Email Call Now! 888.963.9617

The best TV cars

In television history, there have been many iconic characters.  Some of these characters have tugged at our heartstrings with harrowing dramatic stories, some have made us laugh out loud, and reality stars have made all of us shake our heads at their incredible and inappropriate antics.  The mark of a great television show is one that makes us invest our time in their characters and become emotionally involved in their lives for a half an hour to an hour every week.  A good character is missed when they’re gone; their defeats are sad and their triumphs are joyful. 

Sometimes the best characters in a television show aren’t the actors being paid to play their role.  Of course, they’re the focal point because they have the speaking roles, but every once in a while, their mode of transportation is the scene stealer.  In the seventies and eighties, there were a ton of shows where the cars featured heavily into the story lines, but that plot mechanism seems to have fallen by the wayside in recent years.  Perhaps, we’ve become fans of storylines that run deeper than dramatic car chases, or maybe we just haven’t seen a good one lately, but here are some of the best cars in television history.

  • Knightrider’s KITT – Kitt was made famous for not only being able to drive itself, but it could also sense danger, talk to the driver, Michael Knight, and was often instrumental in getting him out of some pretty intense situations.
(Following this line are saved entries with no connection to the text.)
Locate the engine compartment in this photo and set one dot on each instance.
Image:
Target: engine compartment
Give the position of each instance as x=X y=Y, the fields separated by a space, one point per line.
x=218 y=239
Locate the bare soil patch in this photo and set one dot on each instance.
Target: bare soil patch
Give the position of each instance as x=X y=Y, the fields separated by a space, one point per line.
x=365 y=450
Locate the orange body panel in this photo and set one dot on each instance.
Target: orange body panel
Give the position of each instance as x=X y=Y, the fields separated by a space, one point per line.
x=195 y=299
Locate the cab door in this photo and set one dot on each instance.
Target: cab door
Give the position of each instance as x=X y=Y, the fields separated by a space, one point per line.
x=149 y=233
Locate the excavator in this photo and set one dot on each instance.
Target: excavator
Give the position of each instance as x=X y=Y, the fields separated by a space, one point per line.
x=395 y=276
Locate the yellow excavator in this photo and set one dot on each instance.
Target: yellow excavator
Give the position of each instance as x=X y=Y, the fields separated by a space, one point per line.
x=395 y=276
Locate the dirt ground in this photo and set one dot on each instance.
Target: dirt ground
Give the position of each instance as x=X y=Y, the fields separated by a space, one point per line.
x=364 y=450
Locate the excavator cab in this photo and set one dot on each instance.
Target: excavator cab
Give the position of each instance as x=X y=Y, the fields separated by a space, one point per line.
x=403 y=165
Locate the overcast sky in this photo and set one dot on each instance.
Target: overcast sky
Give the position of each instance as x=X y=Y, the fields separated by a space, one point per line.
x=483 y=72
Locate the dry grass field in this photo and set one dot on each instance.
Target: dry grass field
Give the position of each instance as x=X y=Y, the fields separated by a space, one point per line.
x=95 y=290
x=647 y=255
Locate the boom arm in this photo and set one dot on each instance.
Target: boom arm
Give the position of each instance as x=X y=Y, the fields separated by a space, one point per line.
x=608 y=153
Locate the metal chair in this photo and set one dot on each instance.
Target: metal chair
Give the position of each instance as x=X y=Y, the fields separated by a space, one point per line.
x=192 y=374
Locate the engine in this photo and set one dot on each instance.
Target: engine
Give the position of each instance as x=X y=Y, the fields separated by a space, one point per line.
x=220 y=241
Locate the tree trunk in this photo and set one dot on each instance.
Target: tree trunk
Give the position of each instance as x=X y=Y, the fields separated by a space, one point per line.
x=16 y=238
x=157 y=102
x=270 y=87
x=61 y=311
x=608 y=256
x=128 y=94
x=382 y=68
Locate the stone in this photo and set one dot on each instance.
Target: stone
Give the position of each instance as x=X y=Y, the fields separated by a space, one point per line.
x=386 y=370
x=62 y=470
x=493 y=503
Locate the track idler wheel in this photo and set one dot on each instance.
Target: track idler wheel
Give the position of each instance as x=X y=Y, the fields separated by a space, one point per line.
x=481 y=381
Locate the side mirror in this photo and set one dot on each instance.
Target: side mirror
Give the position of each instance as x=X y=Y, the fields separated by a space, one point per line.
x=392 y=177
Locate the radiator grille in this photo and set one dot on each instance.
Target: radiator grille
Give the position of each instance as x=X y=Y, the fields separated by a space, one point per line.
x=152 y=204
The base car was a 1982 Pontiac Trans Am that the production staff on the show decked out to make it the super car, known as KITT.  While this technology was highly desired in the eighties, the closest we got back then was being told that our “door was ajar”.  The technology of cars got better, but none have ever reached KITT’s capabilities, so therefore, he shall forever remain a favorite in the heart of both car fanatics and 80s kids that tuned in weekly to see what the crime-fighting duo would do together.
  • Dukes of Hazzard’s General Lee – The General Lee, a 1969 Dodge Charger, has caught a great deal of flack lately. This car, famous for its hood sliding capabilities and the welded shut doors was also adorned with the flag of the confederacy, now considered a highly insensitive symbol.  The 2005 movie made an awkward attempt to explain the Confederate flag, but most of the explanation was lost in the suck-fest that was that feature film.  However, whether loved or hated in this day and age, the General Lee was the car that many little boys fell asleep dreaming about as it was always getting the Duke boys out of some sticky situations.
  • The Ferraris of Magnum P.I. and Miami Vice – Back in the 80s, a formula for television was found to be quite successful so many programs used that similar design. For this reason, many shows in the eighties featured a tropical climate, fast and expensive cars, and crime fighting.  In Magnum, P.I., the setting was Hawaii, the car was a 1984 Ferrari 308 GTS, and the show followed the crime fighting antics of a retired military man turned private investigator.  Miami Vice centered around two vice cops called Crockett and Tubbs who dressed in flashy clothes and had strategically sculpted facial stubble.  The formula was completed with the addition of balmy and tropical Miami and a 1986 Ferrari Testarossa.
  • Tony Soprano’s Parade of Giant SUVS – In the first four seasons of the dramatic mafia centered show, the Sopranos, main character Tony’s burgundy 1999 Suburban should’ve been part of the cast. He was always using the vehicle to carry out his dastardly deeds, while still posing as the consummate Jersey family man.  In the fifth season, the Suburban was replaced with a black Cadillac Escalade that was totaled, and swapped out with a white one that Tony drove until the end of the series.  Certainly the Sopranos didn’t follow the crime-fighting formula that turns cars into characters, but Tony’s huge SUVs became part of the Sopranos landscape nonetheless.
  • Earl’s El Camino – My Name is Earl never got the attention it deserved as a piece of television history, but the 1973 El Camino that Jason Lee’s character Earl drove, lives in infamy. It was a pieced together mess of different colored vehicles, was pretty consistently being stolen by his ex-wife, and was occasionally used as a getaway vehicle in Earl’s pursuit of better karma.  In My Name is Earl, this vehicle was a character in and of itself, and will likely be less forgettable than critics felt this television show was.

In television history, there are many vehicles that are unforgettable.  There are cars that feature into the main plot on a regular basis, like the A-Team van and the Partridge Family bus.  For many viewers, these vehicles were part of the reason we continued to tune in on a weekly basis, and the storyline would’ve been considered incomplete without them.  Which cars drove their way into your television history?